17 Temmuz 2015 Cuma

What Homejoy's Demise Means For The On-Demand Economy

The oversaturated “Uber for x” economy can probably stand to lose a startup here or there. But with increasingly severe legal problems and dubious profit models, some think that it might be time for the market to consolidate.

Mitch Altman / Flickr / Via Flickr: maltman23

There's nothing, the already tired joke goes, that you can't get taken care of in San Francisco at the push of a button. Garbage. Underwear. Drugs. You name it. The phenomenon is so pervasive that a number of (rather mild) satires have popped up, including Here Comes the Airplane, for spoon-feeding, and Whypit, for butt-wiping.

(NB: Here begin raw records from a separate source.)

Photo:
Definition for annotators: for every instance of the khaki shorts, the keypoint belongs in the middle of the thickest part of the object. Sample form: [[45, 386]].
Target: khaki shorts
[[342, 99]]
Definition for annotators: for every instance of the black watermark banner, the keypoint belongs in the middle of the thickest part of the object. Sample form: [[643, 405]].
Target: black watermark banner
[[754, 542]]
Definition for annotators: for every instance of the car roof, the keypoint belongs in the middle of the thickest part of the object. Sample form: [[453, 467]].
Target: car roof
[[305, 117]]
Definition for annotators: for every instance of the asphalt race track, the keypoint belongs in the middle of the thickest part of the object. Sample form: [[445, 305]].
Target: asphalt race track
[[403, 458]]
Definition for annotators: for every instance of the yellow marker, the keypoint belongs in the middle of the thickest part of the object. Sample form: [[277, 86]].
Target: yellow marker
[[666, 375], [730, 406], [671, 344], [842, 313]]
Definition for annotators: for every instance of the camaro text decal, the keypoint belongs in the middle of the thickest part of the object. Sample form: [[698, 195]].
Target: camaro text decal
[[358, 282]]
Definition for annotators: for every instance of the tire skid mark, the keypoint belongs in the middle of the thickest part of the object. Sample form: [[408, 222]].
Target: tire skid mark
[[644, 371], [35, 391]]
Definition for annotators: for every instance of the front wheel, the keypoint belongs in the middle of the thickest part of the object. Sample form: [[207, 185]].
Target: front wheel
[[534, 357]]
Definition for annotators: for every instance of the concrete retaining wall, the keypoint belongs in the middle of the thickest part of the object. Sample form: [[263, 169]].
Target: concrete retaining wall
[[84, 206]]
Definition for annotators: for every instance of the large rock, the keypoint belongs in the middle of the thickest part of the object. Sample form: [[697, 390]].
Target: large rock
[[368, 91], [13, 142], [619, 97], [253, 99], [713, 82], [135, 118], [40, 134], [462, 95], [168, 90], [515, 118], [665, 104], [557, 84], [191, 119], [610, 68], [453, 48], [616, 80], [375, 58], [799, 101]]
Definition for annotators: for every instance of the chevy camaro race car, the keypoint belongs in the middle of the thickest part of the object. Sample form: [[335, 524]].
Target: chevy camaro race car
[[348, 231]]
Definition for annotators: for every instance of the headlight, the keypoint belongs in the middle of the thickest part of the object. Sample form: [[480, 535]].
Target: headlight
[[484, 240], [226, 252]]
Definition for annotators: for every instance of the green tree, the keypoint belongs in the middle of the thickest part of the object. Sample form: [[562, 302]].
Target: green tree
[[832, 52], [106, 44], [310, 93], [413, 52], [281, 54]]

But today's big San Francisco tech scene news item suggests the on-demand bubble might be deflating, if not altogether bursting. Homejoy, a home-cleaning services platform , announced in a blog post that the company will be wringing out its sponges and hanging up its mops. By all appearances, it was several months coming: TechCrunch reported in March that competitor Handy was in talks to acquire the company, and in June, Fusion reported that the company might be in some financial trouble. These are unfortunate tidings for both Homejoy's employees — some of whom, Re/code reported, have already found new jobs at Google — and for Homejoy's investors, which included Google Ventures, YCombinator, and Andreesen-Horowitz, among others.

But whoever bought Homejoy would have been on the hook for whatever comes of the worker misclassification lawsuits that have been weighing on the company. A series of recent lawsuits across the industry suggest that on-demand companies may have broken the law in classifying their workers as cheap independent contractors over full-time benefited employees. This is why Homejoy was being sued by its workers in four separate cases, which co-founder Adora Cheung blamed for the shutdown.

Other recent news, including a California Labor Commission decision that an Uber driver was an employee and new guidelines from the Department of Labor that also erred on the side of full employment, suggests that the on-demand economy's future is murky at best. These startups rely on infusions of cash from venture capitalists to stay afloat, and it's undoubtedly hard to sell a pitch to funders when the underpinnings of your company's business model are on very public trial.

Hunter Walk is a venture capitalist at Homebrew, which funds Shyp, an on-demand shipping startup that recently shifted some of its contract workers to employee status in a reaction to the misclassification lawsuits. On Twitter, Walk acknowledged that funding is difficult to come by when you're being sued.

Elsewhere, however, others have speculated that a failure to turn a profit was what really killed Homejoy, and that the ongoing litigation merely serves as a face-saving excuse. The attorney in one of the cases against Homejoy, Byron Goldstein, told BuzzFeed News that "[t]he suggestion that Homejoy was unsuccessful because their employees sought to enforce the law is a scapegoat. Many sharing economy companies have been successful and are also seeking to follow the law."

Goldstein's firm plans to continue pursuing the suit against Homejoy. A spokesperson for Homejoy declined to comment on the matter.